In its Malaysia Economic Outlook 4Q18 today, Kenanga IB said as a result, the 2H18 GDP growth is expected to slow to 4.8% from 4.9% in the first half of 2018 (1H18), bringing its full-year GDP growth projection to 4.8% (2017: 5.9%).

The research house said post 14th General Election, both macroeconomic and policy risks are invariably present as the new government faces unprecedented challenges both internally (high debt, rising fiscal deficit, etc) and externally (trade war, US Fed monetary tightening, peak tech demand cycle, global economic slowdown etc).

It said the "adjustment" period of the new government will continue to weigh on the economy for at least another year.

"Coupled with a less sanguine global GDP growth outlook next year, we expect GDP growth to remain weak at 4.7% in 2019," it said.

Kenanga IB said it sees the government's planned cut in opex spending and its pre-GE14 pledge to remove the goods and services tax (GST) and to reintroduce fuel subsidy to weigh down on the government's balance sheet.

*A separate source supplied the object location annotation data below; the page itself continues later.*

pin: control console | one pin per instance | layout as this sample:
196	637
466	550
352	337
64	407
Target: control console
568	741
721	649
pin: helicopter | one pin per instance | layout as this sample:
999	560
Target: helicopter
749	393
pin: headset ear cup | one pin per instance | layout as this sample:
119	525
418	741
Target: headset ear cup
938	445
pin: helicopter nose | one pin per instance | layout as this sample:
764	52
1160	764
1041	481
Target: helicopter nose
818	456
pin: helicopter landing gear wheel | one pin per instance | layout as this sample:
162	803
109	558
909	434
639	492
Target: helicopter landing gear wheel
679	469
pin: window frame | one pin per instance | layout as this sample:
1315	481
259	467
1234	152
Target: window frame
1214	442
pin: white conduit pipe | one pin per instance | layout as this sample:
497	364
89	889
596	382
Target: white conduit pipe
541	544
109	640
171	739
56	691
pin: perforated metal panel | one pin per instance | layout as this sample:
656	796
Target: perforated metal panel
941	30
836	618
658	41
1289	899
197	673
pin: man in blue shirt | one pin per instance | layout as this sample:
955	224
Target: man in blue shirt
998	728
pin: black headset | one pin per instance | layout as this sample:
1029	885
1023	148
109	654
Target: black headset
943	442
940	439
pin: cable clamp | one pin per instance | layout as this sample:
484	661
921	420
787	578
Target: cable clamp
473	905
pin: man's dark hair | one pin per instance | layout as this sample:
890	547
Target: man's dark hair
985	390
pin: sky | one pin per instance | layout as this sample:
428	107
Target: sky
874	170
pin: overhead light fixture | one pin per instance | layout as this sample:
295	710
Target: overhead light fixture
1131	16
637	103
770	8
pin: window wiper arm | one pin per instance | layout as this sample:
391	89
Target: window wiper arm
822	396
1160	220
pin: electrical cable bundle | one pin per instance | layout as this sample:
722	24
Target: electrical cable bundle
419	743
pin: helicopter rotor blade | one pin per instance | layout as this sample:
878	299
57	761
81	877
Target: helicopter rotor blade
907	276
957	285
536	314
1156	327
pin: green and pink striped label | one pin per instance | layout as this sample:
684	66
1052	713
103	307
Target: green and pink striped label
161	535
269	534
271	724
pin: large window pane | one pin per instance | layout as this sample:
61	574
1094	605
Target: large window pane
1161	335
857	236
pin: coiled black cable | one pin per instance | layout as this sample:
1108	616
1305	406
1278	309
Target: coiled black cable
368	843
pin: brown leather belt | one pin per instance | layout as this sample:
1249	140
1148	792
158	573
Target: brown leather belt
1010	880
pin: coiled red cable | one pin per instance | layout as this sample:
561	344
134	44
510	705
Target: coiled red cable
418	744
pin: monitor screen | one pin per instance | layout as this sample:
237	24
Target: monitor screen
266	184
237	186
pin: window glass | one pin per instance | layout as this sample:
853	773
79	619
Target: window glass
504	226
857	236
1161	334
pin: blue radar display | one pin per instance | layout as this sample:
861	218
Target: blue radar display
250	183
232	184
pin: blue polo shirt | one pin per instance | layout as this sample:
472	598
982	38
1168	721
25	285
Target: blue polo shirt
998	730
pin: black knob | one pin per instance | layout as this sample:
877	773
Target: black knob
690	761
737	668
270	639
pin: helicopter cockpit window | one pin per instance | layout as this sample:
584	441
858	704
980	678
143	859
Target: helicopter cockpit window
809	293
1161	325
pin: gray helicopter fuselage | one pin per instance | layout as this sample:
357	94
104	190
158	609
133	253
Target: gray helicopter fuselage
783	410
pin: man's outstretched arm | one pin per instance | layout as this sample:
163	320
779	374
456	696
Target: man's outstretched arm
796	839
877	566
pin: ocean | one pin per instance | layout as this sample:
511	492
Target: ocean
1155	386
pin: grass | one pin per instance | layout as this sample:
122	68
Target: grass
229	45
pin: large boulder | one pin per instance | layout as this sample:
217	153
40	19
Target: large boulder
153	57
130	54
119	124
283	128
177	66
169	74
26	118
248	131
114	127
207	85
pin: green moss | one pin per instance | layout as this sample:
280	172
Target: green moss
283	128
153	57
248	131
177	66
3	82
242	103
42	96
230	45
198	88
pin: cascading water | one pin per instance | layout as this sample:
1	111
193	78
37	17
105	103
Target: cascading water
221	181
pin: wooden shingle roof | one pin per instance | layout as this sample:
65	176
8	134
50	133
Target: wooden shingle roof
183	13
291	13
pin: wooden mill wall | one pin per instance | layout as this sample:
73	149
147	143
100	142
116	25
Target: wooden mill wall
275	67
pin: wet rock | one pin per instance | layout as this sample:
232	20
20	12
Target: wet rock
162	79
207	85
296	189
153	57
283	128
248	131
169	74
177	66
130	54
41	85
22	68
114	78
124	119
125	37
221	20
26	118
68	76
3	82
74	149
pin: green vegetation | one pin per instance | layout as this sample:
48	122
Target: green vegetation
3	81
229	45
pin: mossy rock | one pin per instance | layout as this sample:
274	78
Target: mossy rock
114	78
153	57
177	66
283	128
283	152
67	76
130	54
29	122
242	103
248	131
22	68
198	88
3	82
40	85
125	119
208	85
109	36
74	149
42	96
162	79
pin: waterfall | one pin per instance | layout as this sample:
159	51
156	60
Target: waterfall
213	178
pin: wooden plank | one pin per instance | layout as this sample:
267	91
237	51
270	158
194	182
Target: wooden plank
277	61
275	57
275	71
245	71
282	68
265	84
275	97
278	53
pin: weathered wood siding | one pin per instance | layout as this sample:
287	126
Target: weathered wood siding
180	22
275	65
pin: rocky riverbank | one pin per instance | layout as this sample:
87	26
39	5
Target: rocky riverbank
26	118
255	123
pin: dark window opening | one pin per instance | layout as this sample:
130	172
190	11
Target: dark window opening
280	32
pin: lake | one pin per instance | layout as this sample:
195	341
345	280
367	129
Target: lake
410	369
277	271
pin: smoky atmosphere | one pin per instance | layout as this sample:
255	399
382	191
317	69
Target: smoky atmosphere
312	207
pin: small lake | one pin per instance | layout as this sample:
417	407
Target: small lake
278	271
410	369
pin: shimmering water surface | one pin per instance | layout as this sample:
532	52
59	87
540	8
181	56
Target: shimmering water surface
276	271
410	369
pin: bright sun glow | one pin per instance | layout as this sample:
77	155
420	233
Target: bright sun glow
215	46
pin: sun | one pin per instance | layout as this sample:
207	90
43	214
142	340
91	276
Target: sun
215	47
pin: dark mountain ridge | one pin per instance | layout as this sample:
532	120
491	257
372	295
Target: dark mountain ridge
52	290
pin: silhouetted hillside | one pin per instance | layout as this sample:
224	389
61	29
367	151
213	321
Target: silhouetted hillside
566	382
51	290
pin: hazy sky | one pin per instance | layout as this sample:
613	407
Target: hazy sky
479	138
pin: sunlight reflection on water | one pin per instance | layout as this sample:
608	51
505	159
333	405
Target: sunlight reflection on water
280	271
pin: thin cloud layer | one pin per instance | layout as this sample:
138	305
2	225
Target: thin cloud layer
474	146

It said this would limit its fiscal policy options and resources to support the economy despite higher oil revenue.

"Hence, we expect the Federal Budget for 2019 to be less expansionary and the fiscal deficit to exceed 3.0% for this year and 2019," it said.

Kenanga IB said in line with the narrative of moderating export growth trend and a slew of macroeconomic uncertainties, it maintains its projection of a lower current account surplus for the year at 2% of GDP (2017: 3%).

With the continued emerging markets market rout, the ringgit is expected to remain under pressure, and USD/ringgit would test RM4.20 in the short term before settling around RM4.15 (revised from 4.05) by year end, the research house said.

"Given the less sanguine outlook on the global economy next year we are revising our USD/ringgit projection to 4.10 from 3.85," it said.